Jason Paul Hutcheson, 32-year-old unemployed, who needed $1 million of medical treatment for the burns he received when his Hei Hei Road lab blew up, admitted the drugs charges today and is headed for the High Court for sentence in December.
And police repeated their warnings about the dangers faced by the community, drug makers, police, and firefighters because of the clandestine laboratories and the volatile chemicals they use.
"This danger is further compounded by the use of makeshift equipment and little attention to matters of safety," Police prosecutor Sergeant Ash Tabb told Christchurch District Court.
"Overseas experience has recorded a significant number of deaths from clan labs due to explosions, fires, and the generating of toxic gases.
"It is reported in the United States that about 25 per cent of clandestine drug laboratories located by law enforcement agencies are found after they explode. These risks have now become a reality in New Zealand."
In 2000, there were nine clan labs found nationally.
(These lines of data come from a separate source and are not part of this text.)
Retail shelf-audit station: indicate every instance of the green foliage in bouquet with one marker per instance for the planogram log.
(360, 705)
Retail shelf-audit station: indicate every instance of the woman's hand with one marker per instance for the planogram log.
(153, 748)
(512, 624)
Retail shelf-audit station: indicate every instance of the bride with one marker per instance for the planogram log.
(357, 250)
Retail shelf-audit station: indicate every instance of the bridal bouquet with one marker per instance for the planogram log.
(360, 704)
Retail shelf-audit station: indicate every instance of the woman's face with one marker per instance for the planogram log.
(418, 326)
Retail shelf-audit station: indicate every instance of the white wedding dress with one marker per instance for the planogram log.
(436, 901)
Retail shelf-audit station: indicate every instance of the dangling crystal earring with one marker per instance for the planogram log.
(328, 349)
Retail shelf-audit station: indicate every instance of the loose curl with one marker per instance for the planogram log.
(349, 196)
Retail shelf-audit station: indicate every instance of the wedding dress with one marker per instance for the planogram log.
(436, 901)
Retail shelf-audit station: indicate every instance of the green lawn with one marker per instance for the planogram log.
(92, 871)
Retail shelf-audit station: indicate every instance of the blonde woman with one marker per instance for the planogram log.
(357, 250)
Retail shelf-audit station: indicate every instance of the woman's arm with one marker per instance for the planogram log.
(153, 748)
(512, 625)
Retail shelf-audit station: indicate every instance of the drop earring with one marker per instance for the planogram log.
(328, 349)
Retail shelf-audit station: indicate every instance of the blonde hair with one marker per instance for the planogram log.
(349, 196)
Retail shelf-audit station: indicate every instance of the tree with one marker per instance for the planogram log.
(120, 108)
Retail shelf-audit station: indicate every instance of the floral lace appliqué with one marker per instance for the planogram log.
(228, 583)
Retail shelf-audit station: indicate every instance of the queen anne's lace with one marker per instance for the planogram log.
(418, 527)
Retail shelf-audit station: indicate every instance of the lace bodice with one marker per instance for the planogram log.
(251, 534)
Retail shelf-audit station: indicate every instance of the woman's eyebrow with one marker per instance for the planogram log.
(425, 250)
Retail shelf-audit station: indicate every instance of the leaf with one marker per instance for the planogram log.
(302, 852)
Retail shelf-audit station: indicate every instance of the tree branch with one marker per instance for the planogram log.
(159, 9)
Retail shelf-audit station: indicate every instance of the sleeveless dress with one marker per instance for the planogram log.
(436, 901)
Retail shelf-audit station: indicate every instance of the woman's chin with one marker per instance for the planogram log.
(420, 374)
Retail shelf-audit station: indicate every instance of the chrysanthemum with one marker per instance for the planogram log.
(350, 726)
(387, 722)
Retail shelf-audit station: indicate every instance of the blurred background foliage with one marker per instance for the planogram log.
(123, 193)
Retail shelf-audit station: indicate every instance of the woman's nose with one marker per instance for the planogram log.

In 2006 there were 211.
Police said five people were at the house in Hei Hei Rd about 11pm on March 26.
Hutcheson had set up the laboratory in the laundry and spare bedroom.
He and a woman were in the bedroom, which also contained a 20 litre drum of tolulene and other drug paraphernalia.
He was in the initial stages of pseudoephedrine extraction, a process that requires tolulene and heat.
The flame ignited the tolulene which set fire to the room and Hutcheson's clothing.
The woman ran out warning the others there was going to be an explosion.
"Hutcheson ran from the room through the lounge and outside where the other occupants got some curtains to smother the flames," Mr Tabb said.
He was taken to another address where he decided to tell police he had been injured siphoning petrol, but another occupant told firefighters there was a methamphetamine laboratory in the house.
Firefighters saw the drum of tolulene expanding and contracting in the heat and got clear.
Police say the medical bill for Hutcheson was $1 million and the fire caused $133,000 damage to the rented house.
Hutcheson admitted selling ecstasy and LSD to an undercover constable, arson, and the methamphetamine charges.
Defence counsel Tony Garrett said there was no suggestion the methamphetamine was being produced commercially.
Judge Graeme Noble remanded Hutcheson in custody for a probation report and sentencing in the High Court on December 13.